España nunca se ha preocupado por tener caudales ecológicos, científicos. Esto es nuevo, nunca se ha hecho y ahora se hace porque lo obliga la UE. Las precipitaciones en el Alto Tajo han disminuido un 40%. Y, al mismo tiempo, Madrid se ha convertido en un monstruo que necesita mucha agua y la coge del Jarama, del Alberche, del Henares, del Manzanares. Con la Directiva Marco del Agua, la Confederación Hidrográfica del Tajo tiene que garantizar caudales ambientales en toda la cuenca. Tiene que haber más agua para diluir más los contaminantes.

¿Por qué no hay un plan de cuenca todavía?
La Confederación Hidrográfica del Tajo tiene un papel difícil, porque el plan depende de un acuerdo político al más alto nivel. El agua en España está muy politizada. Los partidos la usan para conseguir votos. Y el retraso en la aprobación del plan nos obligará a tomar decisiones rápidas e inadecuadas. Llegaremos tarde a los compromisos con la Unión Europea, como siempre.
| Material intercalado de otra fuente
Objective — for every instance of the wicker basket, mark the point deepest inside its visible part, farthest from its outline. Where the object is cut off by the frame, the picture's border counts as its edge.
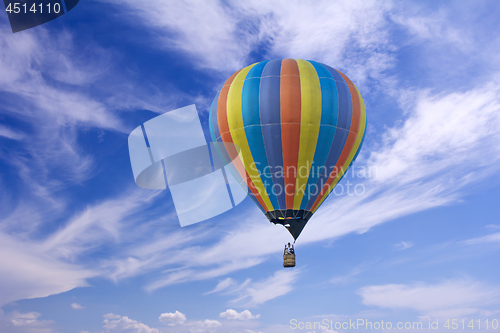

¿Qué opina del proceso de participación de la sociedad en la elaboración del plan para el Tajo?
El proceso de participación ha sido malo, mediocre y poco útil. Estamos en Europa, así que hay que exigir a la administración española que haga las cosas bien.

WWF está contra el trasvase Tajo-Segura, pero ¿qué alternativa propone?
Somos realistas. Ahora no se puede cerrar el grifo, por supuesto. Hay que elaborar un plan serio de sustitución de consumo. Y la única alternativa ahora es la desalación. Además, hay que frenar el desarrollo descomunal del regadío y del turismo en Murcia y Valencia y plantear el ahorro y la eficiencia en el consumo de agua.